A Justiça Federal atendeu recurso de um segurado do Instituto Nacional do Seguro social (INSS) e considerou legal o pedido de concessão do benefício de aposentadoria por invalidez com acréscimo de 25%, em razão da necessidade do auxílio permanente de terceiros.
Ao analisar o caso, o relator, juiz federal convocado César Cintra Jatahy Fonseca da 2ª Turma do TRF da 1ª Região destacou que os requisitos indispensáveis para a concessão do benefício previdenciário de auxílio-doença ou aposentadoria por invalidez são: a) a qualidade de segurado; b) a carência de 12 (doze) contribuições mensais; c) a incapacidade parcial ou total e temporária (auxílio-doença) ou permanente e total (aposentadoria por invalidez) para atividade laboral.
Ao analisar os autos, o magistrado verificou que anterior concessão de aposentadoria por invalidez desde 11/04/2007 comprova a qualidade de segurado do autor, bem como o período de carência.
O relator destacou que o laudo pericial atestou a incapacidade total e permanente do autor em razão de paraplegia decorrente de acidente de moto ocorrido em 2007, sem possibilidade de reabilitação, sendo o requerente cadeirante e necessitando da ajuda permanente de terceiros para a vida cotidiana.
O magistrado citou o art. 45 da Lei n. 8.213/91 que preconiza o acréscimo de 25% sobre o valor da aposentadoria por invalidez no caso de necessidade permanente de auxílio de terceiros.
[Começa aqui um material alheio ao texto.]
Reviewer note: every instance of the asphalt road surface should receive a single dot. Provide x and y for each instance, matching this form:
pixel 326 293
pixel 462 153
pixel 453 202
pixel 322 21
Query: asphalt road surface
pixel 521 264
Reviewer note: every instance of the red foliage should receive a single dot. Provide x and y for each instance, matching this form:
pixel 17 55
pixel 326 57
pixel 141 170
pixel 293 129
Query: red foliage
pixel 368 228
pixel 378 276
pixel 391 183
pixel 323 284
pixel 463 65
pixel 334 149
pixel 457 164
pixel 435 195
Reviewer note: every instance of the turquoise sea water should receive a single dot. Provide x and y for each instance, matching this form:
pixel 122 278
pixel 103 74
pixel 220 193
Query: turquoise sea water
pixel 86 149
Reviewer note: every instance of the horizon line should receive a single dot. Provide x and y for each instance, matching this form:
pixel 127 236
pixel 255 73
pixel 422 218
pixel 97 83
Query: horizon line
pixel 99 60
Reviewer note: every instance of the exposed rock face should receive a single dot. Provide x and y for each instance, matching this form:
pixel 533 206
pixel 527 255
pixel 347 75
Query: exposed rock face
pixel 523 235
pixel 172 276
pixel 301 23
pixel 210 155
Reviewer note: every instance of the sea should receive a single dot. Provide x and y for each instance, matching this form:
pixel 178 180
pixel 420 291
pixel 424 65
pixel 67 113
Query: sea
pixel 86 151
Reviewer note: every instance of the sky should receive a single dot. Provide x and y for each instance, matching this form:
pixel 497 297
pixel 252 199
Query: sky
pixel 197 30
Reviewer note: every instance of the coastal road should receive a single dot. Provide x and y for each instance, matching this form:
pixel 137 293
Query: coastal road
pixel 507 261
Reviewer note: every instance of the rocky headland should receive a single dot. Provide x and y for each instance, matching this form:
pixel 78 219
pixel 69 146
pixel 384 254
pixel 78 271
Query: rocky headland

Verificada tal necessidade por meio de perícia médica, em razão da paraplegia, consoante situação prevista no Decreto n. 3.048/99, anexo I (paralisia dos dois membros superiores ou inferiores), devida a concessão do acréscimo de 25% sobre o valor da aposentadoria por invalidez.
O magistrado julgou procedente o pedido para condenar o INSS a conceder o benefício de aposentadoria por invalidez com acréscimo de 25% do art. 45 da Lei n. 8.213/91, desde a data da concessão do benefício. O magistrado também decidiu que “o valor devido deverá ser corrigido e acrescido de juros de mora. Honorários advocatícios fixados na ordem de 10% sobre o valor da condenação, correspondente às parcelas vencidas até o momento da prolação do acórdão. Sem custas e implantação do benefício em 30 dias.